Our vision is of a world in which being able to read is a basic right. Reading is something that comes naturally to many children but not for some as one in every five boys and one in every ten girls leave primary school unable to read.
Reading Quest, a registered charity based in Oxford, was set up to make sure that everyone gets the chance to enjoy literacy and to become lifelong lovers of reading. Since we were started in 1997 by founder, Penny Tyack, a primary school teacher, almost 4,000 children in 96 schools in Oxfordshire have been helped by more than 375 trained Reading Quest tutors.
Our Aims
Our aim is to give every child an equal chance through reading to think, write and enjoy learning.
In brief, we provide:
- Dynamic teaching for the most disadvantaged children which enables pupils to function effectively in the classroom and for them to grow in confidence and motivation.
- Support and guidance for parents/carers in terms of home literacy, plus a regular family library service for pupils and their families to explore literacy together.
- Specialised initial literacy training for school staff in how to use the RQ model.
- Trained core literacy tutors to work in schools that request our help.
- On-going refresher training to both core tutors and trained school staff in order to maintain and improve their literacy teaching skills.
- Support and guidance to parents/carers to help their children with literacy in the home.
- Accreditation to professionals in how to use the RQ programme effectively.
The Reading Quest method is informed by a tried-and-tested model known as Reading Recovery, created by New Zealander Marie Clay, and is rooted in the National Curriculum.
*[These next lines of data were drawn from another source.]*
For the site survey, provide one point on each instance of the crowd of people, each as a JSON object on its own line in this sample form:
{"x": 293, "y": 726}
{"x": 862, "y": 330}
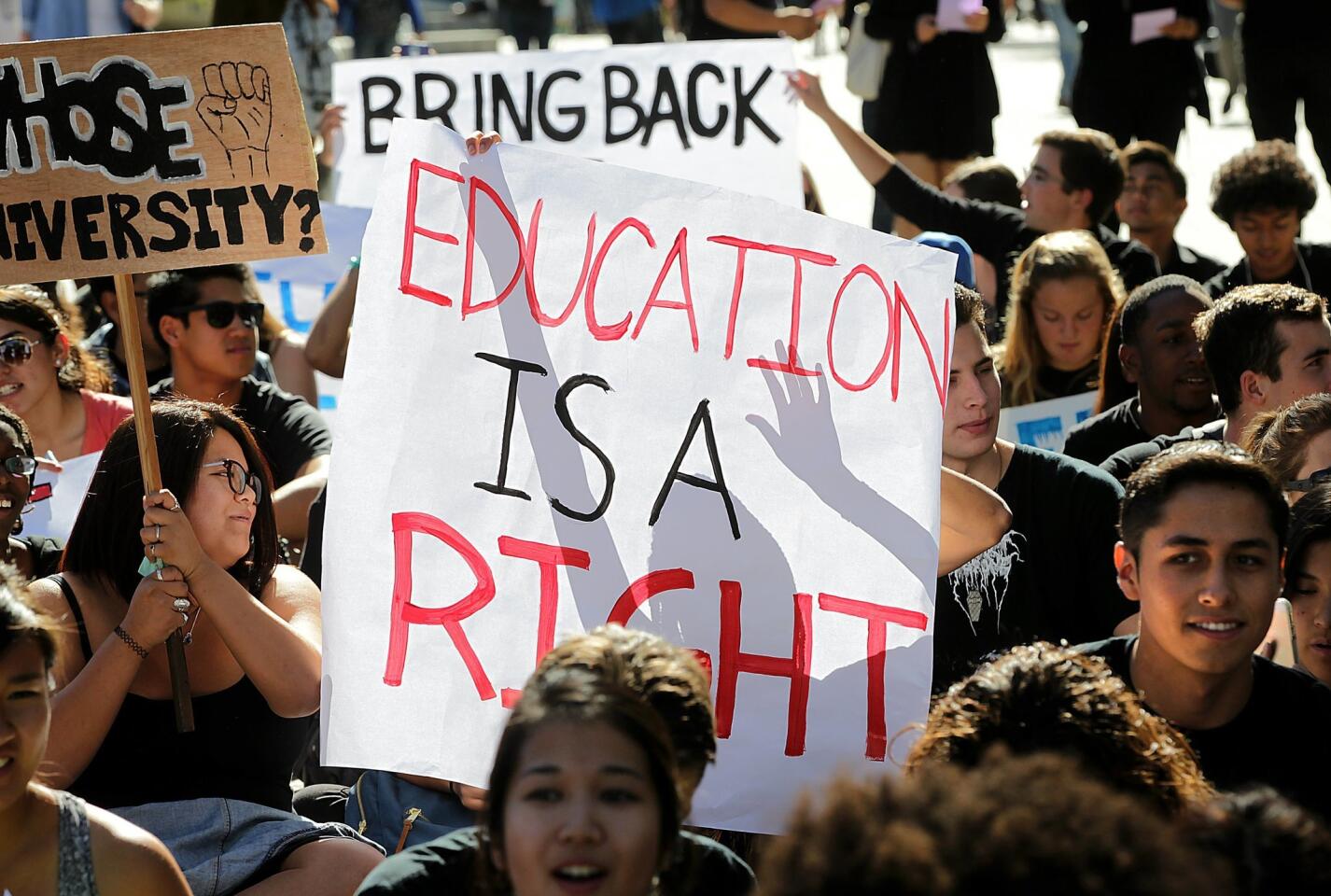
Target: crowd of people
{"x": 1131, "y": 637}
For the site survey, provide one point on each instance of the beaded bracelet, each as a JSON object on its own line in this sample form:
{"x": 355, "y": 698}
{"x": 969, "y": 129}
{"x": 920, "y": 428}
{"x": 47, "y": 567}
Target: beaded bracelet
{"x": 133, "y": 645}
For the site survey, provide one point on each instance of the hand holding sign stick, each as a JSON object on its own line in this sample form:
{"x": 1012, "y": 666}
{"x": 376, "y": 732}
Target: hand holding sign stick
{"x": 238, "y": 111}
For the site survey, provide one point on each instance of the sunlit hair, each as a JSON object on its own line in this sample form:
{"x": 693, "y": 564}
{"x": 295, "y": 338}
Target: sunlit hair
{"x": 1280, "y": 439}
{"x": 581, "y": 696}
{"x": 1272, "y": 845}
{"x": 104, "y": 543}
{"x": 1310, "y": 525}
{"x": 1053, "y": 258}
{"x": 666, "y": 675}
{"x": 32, "y": 308}
{"x": 21, "y": 622}
{"x": 1044, "y": 698}
{"x": 1036, "y": 826}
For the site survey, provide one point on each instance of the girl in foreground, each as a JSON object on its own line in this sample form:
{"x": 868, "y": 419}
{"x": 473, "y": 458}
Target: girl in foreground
{"x": 52, "y": 842}
{"x": 583, "y": 793}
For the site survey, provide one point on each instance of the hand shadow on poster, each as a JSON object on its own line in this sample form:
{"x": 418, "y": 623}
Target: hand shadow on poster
{"x": 805, "y": 439}
{"x": 559, "y": 459}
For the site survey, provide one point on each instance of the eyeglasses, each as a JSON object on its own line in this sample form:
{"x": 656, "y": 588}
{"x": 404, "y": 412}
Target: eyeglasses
{"x": 238, "y": 478}
{"x": 21, "y": 465}
{"x": 1314, "y": 480}
{"x": 220, "y": 315}
{"x": 16, "y": 349}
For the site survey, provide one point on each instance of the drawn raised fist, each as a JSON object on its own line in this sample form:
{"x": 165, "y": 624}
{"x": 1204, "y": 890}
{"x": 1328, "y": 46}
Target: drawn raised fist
{"x": 238, "y": 111}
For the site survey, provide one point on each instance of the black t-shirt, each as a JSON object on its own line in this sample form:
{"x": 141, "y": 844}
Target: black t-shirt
{"x": 289, "y": 431}
{"x": 1311, "y": 271}
{"x": 1050, "y": 578}
{"x": 1125, "y": 462}
{"x": 999, "y": 231}
{"x": 1280, "y": 737}
{"x": 1096, "y": 439}
{"x": 699, "y": 865}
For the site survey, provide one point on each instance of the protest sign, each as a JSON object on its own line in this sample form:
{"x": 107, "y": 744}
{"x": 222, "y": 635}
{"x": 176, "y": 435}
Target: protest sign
{"x": 1045, "y": 424}
{"x": 58, "y": 496}
{"x": 706, "y": 111}
{"x": 150, "y": 152}
{"x": 296, "y": 287}
{"x": 581, "y": 393}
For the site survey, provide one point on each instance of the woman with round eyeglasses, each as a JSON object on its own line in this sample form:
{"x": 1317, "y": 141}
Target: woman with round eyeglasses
{"x": 49, "y": 381}
{"x": 35, "y": 555}
{"x": 199, "y": 555}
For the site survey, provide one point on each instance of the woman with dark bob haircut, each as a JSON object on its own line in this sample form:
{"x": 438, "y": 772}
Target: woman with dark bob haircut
{"x": 52, "y": 842}
{"x": 583, "y": 791}
{"x": 199, "y": 555}
{"x": 1308, "y": 581}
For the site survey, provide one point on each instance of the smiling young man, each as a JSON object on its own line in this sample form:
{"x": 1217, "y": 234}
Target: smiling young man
{"x": 1263, "y": 193}
{"x": 206, "y": 318}
{"x": 1265, "y": 345}
{"x": 1203, "y": 530}
{"x": 1052, "y": 575}
{"x": 1161, "y": 355}
{"x": 1153, "y": 200}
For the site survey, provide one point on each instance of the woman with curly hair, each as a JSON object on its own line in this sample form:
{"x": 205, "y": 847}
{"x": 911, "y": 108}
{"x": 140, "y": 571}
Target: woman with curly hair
{"x": 49, "y": 381}
{"x": 1037, "y": 826}
{"x": 1064, "y": 293}
{"x": 1044, "y": 698}
{"x": 1263, "y": 193}
{"x": 1294, "y": 443}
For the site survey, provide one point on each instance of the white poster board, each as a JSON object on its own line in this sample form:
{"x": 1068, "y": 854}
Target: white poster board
{"x": 1045, "y": 424}
{"x": 712, "y": 111}
{"x": 58, "y": 496}
{"x": 525, "y": 466}
{"x": 296, "y": 287}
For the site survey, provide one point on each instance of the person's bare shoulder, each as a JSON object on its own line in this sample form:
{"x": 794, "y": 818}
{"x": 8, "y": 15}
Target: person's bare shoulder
{"x": 131, "y": 861}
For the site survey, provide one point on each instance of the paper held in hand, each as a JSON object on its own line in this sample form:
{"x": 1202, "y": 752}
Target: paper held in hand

We like to encourage families to get involved as well. Parents/carers are invited to watch a lesson and they go home inspired to read and play with their children.
Why are we needed?
The key time for a child to learn to read is between years 6 to 7. If a pupil is unable to grasp literacy in Year 2, they start to fall behind their peers and can feel turned off by education. Life is tough if you can’t read and you get no literacy support at home as the research below illustrates.
- Illiteracy is costing business and the UK taxpayer £10 billion a year with one in 5 adults in Britain is ‘functionally illiterate’, finding it hard to gain employment or cope in society.
- Over half of the 75,000 people in prison gained no qualifications at school and suffer from poor literacy skills (British Dyslexia Association).
The KPMG Charitable Trust report (2006) on the costs of illiteracy, reports that:
- There is a distinct relationship between poverty and literacy skills, with children who are eligible for free school meals being over twice as likely to only achieve a low level 3 in SATS results in English
- Children with poor reading skills entering secondary school were four times more likely to truant at school.
- At age 37, over a fifth of men who were long- term unemployed or sick, had low literacy levels.
- Literacy problems were the main barrier to full-time employment for women aged over 30 than social exclusion risk factors.